John D. Barrow's The Infinite Book contains the following passages:

Cantor's most dramatic discovery was that infinities are not only uncountable, they are insuperable. He discovered that a never-ending ascending hierarchy of infinities must exist. There is no biggest of all that can contain them all.

also

Mathematical 'existence' meant only logical self-consistency and this neither required nor needed physical existence to complete it.

and (this after a mental breakdown that Cantor suffered in 1884)

Indeed, Cantor said, it would have diminished God's power had God only created finite numbers.

The author John D. Barrow is a Cambridge mathematician and physicist who has also written a play called Infinities where Cantor makes an appearance.

I sense in your questions a certain discomfort with the mathematical concept(s) of infinities: For instance if so, you may also find the chapters on Leopold Kronecker's finitism and on the replication paradox (Universes Where Nothing is Original in The Book of Universes by the same author) rewarding.

My own current view is that it is helpful to recall from mathematics that infinite is the inverse of zero. I understand there were many cultures in human history where the concept of zero was unknown or uncertain (try writing down zero as a Roman numeral, for instance), just like there were cultures where words for certain colors were absent (the adjective blue in Mediterranean Ancient Greece, of all places).

Nowadays the possible paradox "How can nothing be something?" does not usually strike us as dangerous when we think of zero. So maybe some sort of cultural shift will bring a similarly new understanding of (the idea of) the infinite in a linguistic, philosophical, or even mathematical sense.

Answer 3

Yes, if you want there to be.

There is a simple, boring thing you can do; given any ordered collection of things (such as cardinal numbers), you can take a brand new object (which we might call ∞), and make a new, ordered collection by adding ∞ to the original collection, extending the original ordering so that x<∞ for all x in the original collection.

In short, if having a quantity greater than everything else is something that's important to you, it's a triviality to have it.

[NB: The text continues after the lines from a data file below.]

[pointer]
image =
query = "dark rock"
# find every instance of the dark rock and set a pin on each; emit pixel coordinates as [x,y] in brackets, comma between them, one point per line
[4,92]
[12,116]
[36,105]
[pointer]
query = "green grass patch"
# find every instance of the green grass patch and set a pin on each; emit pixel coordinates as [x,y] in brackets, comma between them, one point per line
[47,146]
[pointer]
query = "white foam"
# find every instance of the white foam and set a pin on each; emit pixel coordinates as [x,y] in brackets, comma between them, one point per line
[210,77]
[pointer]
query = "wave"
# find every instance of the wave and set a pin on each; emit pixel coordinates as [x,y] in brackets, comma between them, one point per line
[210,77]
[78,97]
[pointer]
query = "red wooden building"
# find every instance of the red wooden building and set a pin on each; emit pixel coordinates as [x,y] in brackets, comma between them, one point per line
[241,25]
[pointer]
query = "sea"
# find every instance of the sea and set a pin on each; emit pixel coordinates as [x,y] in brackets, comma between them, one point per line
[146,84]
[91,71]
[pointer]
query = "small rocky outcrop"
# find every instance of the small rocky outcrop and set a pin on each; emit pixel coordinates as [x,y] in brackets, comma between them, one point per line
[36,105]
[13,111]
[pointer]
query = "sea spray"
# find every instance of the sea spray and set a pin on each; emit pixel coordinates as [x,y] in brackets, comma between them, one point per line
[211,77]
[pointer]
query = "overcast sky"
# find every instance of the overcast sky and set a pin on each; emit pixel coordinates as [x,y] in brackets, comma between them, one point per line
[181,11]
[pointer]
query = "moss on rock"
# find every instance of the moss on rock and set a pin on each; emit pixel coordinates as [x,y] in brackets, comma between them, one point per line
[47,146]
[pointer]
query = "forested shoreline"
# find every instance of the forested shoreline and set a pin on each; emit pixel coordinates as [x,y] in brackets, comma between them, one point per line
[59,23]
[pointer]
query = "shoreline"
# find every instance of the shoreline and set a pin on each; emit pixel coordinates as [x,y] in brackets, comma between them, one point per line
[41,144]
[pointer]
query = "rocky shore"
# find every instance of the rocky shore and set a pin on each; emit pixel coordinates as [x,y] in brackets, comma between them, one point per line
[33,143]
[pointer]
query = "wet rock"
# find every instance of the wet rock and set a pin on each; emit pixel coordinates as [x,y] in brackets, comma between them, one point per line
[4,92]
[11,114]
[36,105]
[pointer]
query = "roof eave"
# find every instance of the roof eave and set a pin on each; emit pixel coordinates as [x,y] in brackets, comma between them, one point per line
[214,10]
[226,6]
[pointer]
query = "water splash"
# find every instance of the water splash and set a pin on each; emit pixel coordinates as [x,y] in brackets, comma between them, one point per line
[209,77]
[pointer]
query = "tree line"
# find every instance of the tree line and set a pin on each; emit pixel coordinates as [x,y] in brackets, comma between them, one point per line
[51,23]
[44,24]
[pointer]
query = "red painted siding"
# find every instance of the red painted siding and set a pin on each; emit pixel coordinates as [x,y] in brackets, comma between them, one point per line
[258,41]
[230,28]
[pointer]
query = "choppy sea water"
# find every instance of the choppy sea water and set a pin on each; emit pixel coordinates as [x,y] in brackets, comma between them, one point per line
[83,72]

You might argue that this is just a technicality; it has no substance to it. You'd be half right; it is a purely formal thing. But it only lacks substance if you don't give it any; if you have an actually useful notion of a "greatest magnitude", then this technical device gives you the mathematical structure that allows you to formalize those notions.

As an example of this sort of thing in practice, see the extended real numbers, which adds two elements to the real numbers, &pm;∞, and then sets up and generalizes enough mathematical structure to let you do calculus in a way that treats &pm;∞ as ordinary points of the extended real number line.

In the context of your question, ∞ obviously can't literally be a cardinal number. However, if we adopt the axiom of global choice (or the axiom of limitation of size), then we can give ∞ substance in the sense of viewing it as the (extended) cardinal number of the class of all sets.

Answer 4

Though the question has been adequately answered, I happened by coincidence to be reading the very quote where Cantor distinguishes between the "three contexts" in which "infinity" arises.

First, in the absolute, second in the "created world," and third as a mathematical magnitude, which he strictly distinguishes by calling the Transfinite. Here is his description of the Absolute Infinite:

"...the infinite in its most complete form, in a fully independent, other-worldly being, in Deo, where I call it the Absolute Infinite or simply Absolute."